Dee shook her head. "No. I don't," she said. She stared at Daxin. "But I'm not stupid enough to look at you, see what you look like and drop fifty points off of your IQ," she exhaled smoke again through her clenched teeth. "You're smart enough to run a starship by yourself, just to start."
Daxin made a non-commital noise.
"And unlike everyone else, I don't give a flying rat's ass about the whole 'clinical misanthrope' part of your profile. I've met humanity," her grin got wider. "I don't like them either."
"So why show us this?" Dhruv asked, turning to face the room where the L-Gate was at. Lights were slowly coming back on, showing that there were maintenance robots replacing the blown out lights.
"To fix this, I need to show you that I can get you out of The Bag," Dee said. She pushed off the counter and started walking toward the far door. "But to use that gateway, we've got to decouple it from another system to use the power," she shook her head. "Unless you want to take the time to refurbish the reactors, which have more or less been in maintenance mode for thousands of years."
Dhruv glanced at Daxin who gave a slight shake of his head as they followed her out.
"So why bring us? Why not just come yourself?" Dhruv asked.
"I couldn't get in," Dee said, shrugging. "I needed to be flesh and blood, and for that I needed a clear mat-trans beacon signal."
"Like we have," Dhruv said.
"We do?" Daxin asked.
"That's what she says," Dhruv said.
"And you believe her?" Daxin stared at Dee's back as she waited for the high security blast door to slowly open.
"Do I have a choice?" Dhruv asked.
Daxin shook his head then glared at Dee. "I don't trust you."
"And you are right not too," Dee smiled. It got wider, showing too many teeth. "Curse thy sudden and obvious inevitable betrayal, Brutus," she said. The opened and she turned around, facing away. "But I need you, so that's good enough right now."
------------------
Dhruv stared at the item in the middle of the room. A hexagonal chamber, black glass with blue edging, twenty meters wide and ten meters tall, surrounded by computer consoles. It was constantly humming, the pitch rising and falling slowly, rhythmically, with the glow from the armaglass slowly pulsing with it.
"A mat-trans," Daxin said, staring at it. "Not like the ones we used to assault Anthill though."
"Gen-Zero," Dhruv said, walking forward to look at the armaglass. "My God, it's old."
"I'm a little older," Dee said, moving to one of the desks and sitting down. She cracked her knuckles. "Let's see just how far I'm locked out."
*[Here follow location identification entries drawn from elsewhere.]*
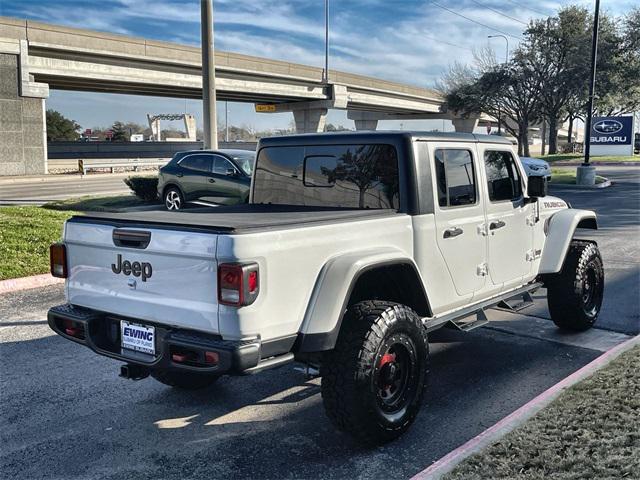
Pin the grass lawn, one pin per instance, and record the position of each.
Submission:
(568, 176)
(579, 158)
(591, 431)
(25, 236)
(97, 204)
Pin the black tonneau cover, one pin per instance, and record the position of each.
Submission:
(233, 219)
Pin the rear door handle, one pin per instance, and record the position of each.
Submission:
(452, 232)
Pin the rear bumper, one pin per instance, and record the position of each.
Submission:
(101, 333)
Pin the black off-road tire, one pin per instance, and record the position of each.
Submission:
(575, 294)
(358, 377)
(173, 199)
(184, 380)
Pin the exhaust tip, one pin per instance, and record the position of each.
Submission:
(133, 372)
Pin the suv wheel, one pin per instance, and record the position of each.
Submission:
(184, 380)
(173, 199)
(373, 381)
(575, 294)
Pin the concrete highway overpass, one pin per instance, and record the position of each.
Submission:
(36, 57)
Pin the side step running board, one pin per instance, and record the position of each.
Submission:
(480, 320)
(434, 323)
(271, 362)
(509, 306)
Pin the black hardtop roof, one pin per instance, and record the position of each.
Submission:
(329, 138)
(230, 152)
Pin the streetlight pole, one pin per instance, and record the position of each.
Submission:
(226, 121)
(210, 125)
(325, 72)
(592, 85)
(506, 60)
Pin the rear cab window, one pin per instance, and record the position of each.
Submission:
(349, 176)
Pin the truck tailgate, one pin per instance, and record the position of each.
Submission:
(171, 280)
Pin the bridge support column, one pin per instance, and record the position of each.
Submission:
(23, 128)
(466, 125)
(310, 120)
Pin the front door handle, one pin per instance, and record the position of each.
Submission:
(496, 225)
(452, 232)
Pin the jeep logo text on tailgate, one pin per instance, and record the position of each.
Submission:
(138, 269)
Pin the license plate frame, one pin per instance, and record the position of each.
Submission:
(138, 337)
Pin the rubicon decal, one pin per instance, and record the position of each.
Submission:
(137, 269)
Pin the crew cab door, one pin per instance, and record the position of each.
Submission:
(459, 215)
(509, 218)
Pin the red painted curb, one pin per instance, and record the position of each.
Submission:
(25, 283)
(516, 418)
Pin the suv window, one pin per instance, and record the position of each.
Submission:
(456, 177)
(503, 177)
(221, 165)
(199, 162)
(351, 176)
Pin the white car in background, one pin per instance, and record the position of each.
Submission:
(535, 167)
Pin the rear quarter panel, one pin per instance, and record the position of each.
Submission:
(290, 263)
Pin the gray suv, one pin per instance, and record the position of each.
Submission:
(219, 177)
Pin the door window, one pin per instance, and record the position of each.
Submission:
(503, 177)
(221, 166)
(200, 163)
(456, 177)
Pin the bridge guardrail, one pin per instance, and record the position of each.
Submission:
(84, 165)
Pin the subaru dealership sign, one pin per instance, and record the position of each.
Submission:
(611, 136)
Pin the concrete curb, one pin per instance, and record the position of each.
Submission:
(605, 184)
(512, 421)
(25, 283)
(596, 164)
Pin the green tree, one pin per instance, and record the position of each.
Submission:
(508, 91)
(120, 132)
(558, 48)
(60, 128)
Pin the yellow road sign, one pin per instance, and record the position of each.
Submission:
(264, 108)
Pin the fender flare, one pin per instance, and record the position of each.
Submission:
(560, 231)
(332, 291)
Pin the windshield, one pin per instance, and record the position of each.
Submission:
(245, 162)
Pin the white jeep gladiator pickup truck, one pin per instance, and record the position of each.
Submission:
(352, 248)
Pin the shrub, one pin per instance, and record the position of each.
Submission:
(145, 188)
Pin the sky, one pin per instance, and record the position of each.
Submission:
(409, 41)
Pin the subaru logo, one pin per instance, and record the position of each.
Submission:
(607, 126)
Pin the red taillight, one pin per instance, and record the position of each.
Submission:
(253, 281)
(58, 260)
(212, 358)
(238, 284)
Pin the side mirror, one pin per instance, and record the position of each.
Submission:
(536, 187)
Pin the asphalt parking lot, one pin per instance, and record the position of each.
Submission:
(64, 413)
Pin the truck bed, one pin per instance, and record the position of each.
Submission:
(234, 219)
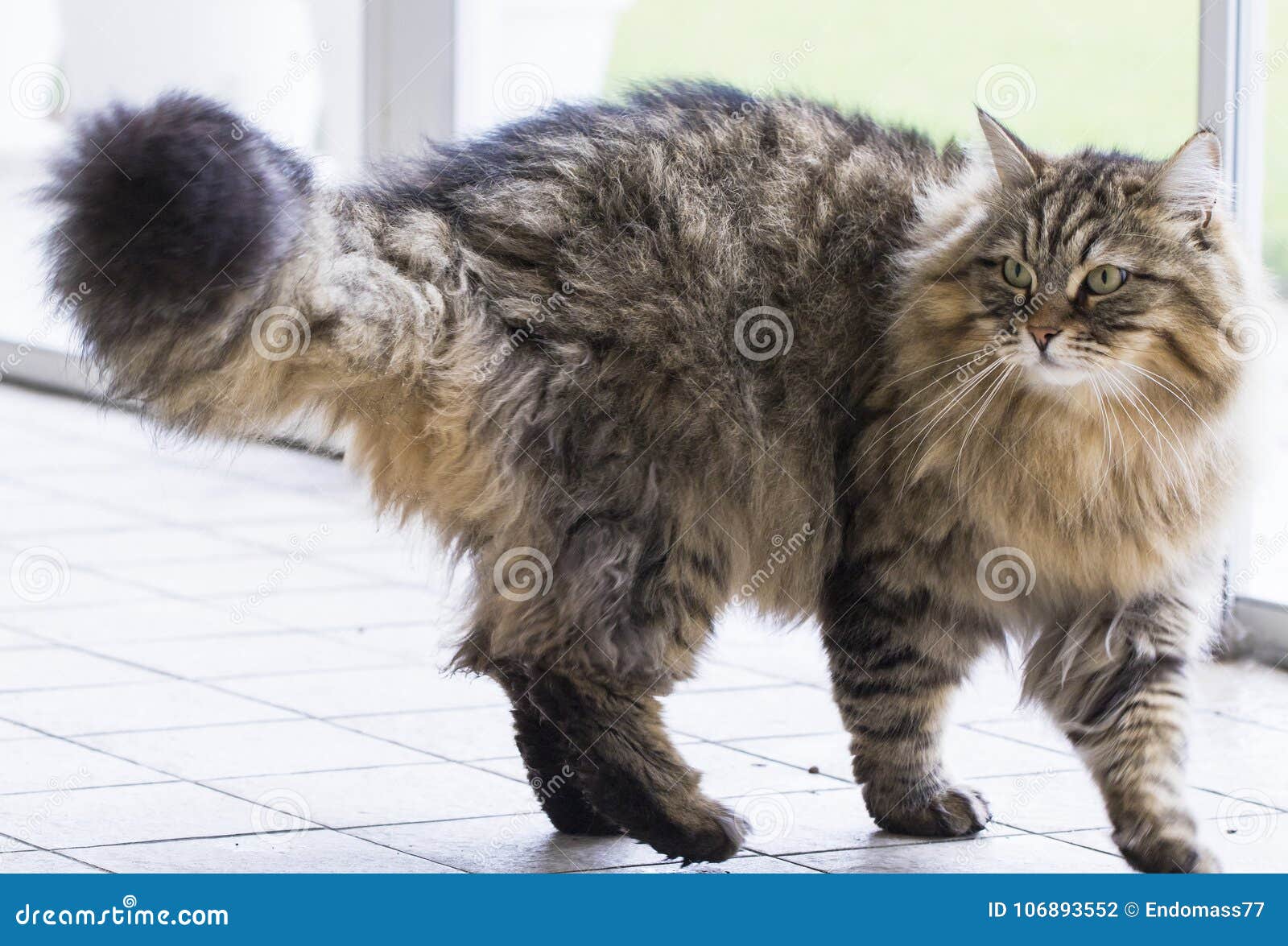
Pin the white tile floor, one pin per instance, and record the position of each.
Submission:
(235, 671)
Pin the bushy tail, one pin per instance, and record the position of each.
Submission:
(169, 210)
(208, 275)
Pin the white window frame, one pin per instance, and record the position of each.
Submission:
(1232, 103)
(406, 97)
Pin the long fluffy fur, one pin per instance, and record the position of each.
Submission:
(539, 343)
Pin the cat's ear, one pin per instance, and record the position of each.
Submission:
(1017, 167)
(1191, 180)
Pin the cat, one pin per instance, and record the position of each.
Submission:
(615, 353)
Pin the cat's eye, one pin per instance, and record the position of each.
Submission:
(1017, 274)
(1105, 279)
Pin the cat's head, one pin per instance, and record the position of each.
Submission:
(1088, 271)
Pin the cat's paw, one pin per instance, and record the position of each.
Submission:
(952, 811)
(708, 832)
(1170, 856)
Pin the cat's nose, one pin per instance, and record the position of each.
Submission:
(1042, 337)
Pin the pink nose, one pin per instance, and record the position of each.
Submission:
(1042, 337)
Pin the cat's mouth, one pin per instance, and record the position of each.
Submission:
(1049, 370)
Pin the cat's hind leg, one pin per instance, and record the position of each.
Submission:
(547, 755)
(631, 772)
(609, 624)
(894, 669)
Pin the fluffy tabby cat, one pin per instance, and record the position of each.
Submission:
(629, 347)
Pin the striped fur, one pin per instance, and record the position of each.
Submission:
(532, 342)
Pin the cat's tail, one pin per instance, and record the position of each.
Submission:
(214, 280)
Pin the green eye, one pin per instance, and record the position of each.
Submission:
(1105, 279)
(1017, 274)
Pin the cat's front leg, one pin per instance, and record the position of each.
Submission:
(894, 671)
(1117, 684)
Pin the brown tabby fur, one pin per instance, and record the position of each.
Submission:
(536, 343)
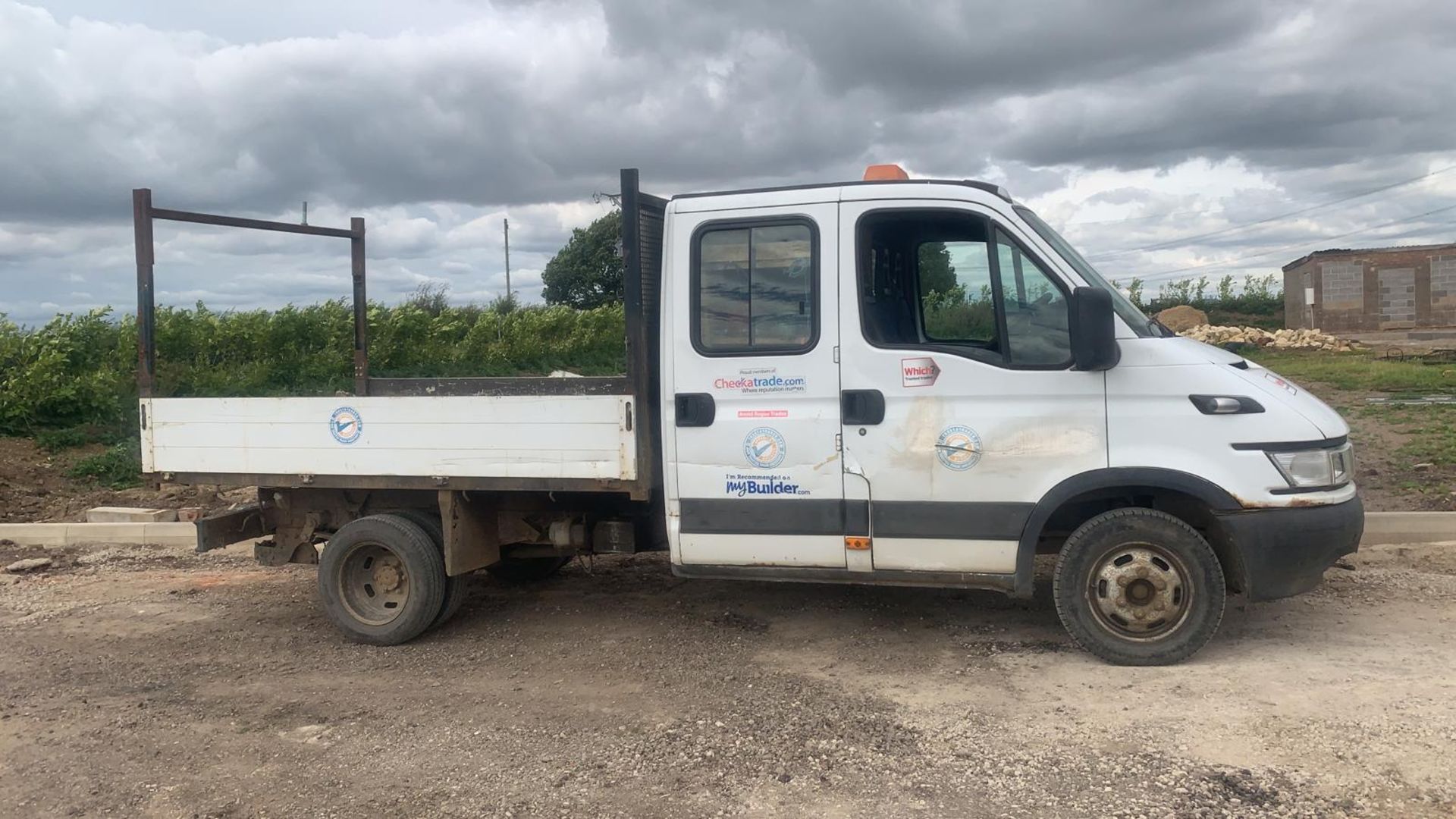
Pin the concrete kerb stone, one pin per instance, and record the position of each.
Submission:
(1408, 528)
(118, 534)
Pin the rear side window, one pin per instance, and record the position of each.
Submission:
(753, 289)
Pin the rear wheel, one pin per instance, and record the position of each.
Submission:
(1139, 588)
(526, 569)
(455, 585)
(382, 579)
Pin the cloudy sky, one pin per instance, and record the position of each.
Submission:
(1166, 139)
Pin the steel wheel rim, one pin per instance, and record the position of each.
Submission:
(373, 583)
(1139, 592)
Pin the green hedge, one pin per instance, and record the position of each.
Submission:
(79, 371)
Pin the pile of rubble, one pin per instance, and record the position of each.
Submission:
(1277, 338)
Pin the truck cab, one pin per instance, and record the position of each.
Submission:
(921, 382)
(887, 381)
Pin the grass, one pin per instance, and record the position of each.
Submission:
(1359, 372)
(1424, 433)
(118, 466)
(1432, 430)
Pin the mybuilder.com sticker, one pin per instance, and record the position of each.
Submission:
(743, 485)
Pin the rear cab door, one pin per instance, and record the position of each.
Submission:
(752, 403)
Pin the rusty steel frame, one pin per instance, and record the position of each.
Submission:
(143, 215)
(641, 248)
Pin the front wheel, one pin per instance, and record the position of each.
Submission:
(1139, 588)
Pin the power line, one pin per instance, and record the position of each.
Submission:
(1242, 226)
(1235, 262)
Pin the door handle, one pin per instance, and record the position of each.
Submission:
(862, 407)
(695, 409)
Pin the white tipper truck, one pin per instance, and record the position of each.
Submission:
(889, 381)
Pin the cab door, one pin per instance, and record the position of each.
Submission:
(960, 324)
(755, 392)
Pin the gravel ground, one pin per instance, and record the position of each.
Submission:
(153, 682)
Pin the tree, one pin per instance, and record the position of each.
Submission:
(587, 271)
(937, 271)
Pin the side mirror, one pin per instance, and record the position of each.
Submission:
(1091, 327)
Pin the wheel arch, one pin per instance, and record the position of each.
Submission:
(1078, 499)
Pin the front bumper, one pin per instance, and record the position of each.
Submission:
(1286, 551)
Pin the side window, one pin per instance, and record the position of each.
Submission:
(957, 303)
(952, 280)
(755, 289)
(1036, 309)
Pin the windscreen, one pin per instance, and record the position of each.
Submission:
(1134, 318)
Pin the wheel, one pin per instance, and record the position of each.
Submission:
(1139, 588)
(526, 569)
(382, 579)
(455, 586)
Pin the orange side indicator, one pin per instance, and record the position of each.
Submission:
(877, 172)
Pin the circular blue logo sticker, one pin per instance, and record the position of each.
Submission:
(346, 425)
(959, 447)
(764, 447)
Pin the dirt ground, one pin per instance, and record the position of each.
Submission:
(156, 682)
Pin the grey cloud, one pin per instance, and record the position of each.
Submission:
(437, 118)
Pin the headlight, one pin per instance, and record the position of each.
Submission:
(1315, 466)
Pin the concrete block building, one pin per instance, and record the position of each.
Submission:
(1373, 289)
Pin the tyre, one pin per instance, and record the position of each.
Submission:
(1139, 588)
(528, 569)
(382, 580)
(455, 586)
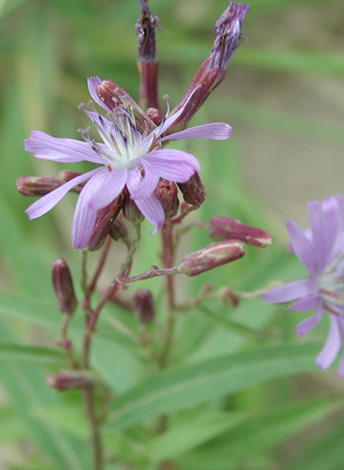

"What's it doing?" Daxin asked, staring at it.
"Cylindrical construction-deconstruction fabrication loop," Dee said, tapping at the keyboard. "Hmph, capital P password underscore one dash two dash three, they never learn."
Daxin moved around to the backside of it, looking at the heavy data and power cables. Dhruv met him at the back and they looked at each other.
**she's dangerous** Dhruv signed to him.
**no shit I figured that out** Daxin said.
**you believe her about your family** Dhruv glanced back the way they'd come.
**no she'll tell me anything she thinks I want to hear to get me to do what she wants** Daxin said. He reached out and scratched FIDO's petting nerve, a nervous habit of his own.
**we can't kill her she can't kill us we're kind of stuck** Dhruv said. **why would she care about the case omaha**
**don't know** Daxin signed, then turned around and walked back around to the front of the mat-trans chamber.
Dee sat, kicked back in the chair, a cigarette in one hand, blowing smoke into the air.
When Dhruv came around from the backside she sat up, putting the cigarette in her mouth. She smiled at both of them.
**I heard you two idiots** she signed. She pointed behind Daxin. When Dhruv and Daxin turned and looked they saw an angled mirror, high up on the wall, in the corner, that showed the back side of the mat-trans.
Dhruv just shook his head.
"We can go," Dee said, standing up. "I'm done here."
Daxin shook his head, following her out. He glanced at Dhruv.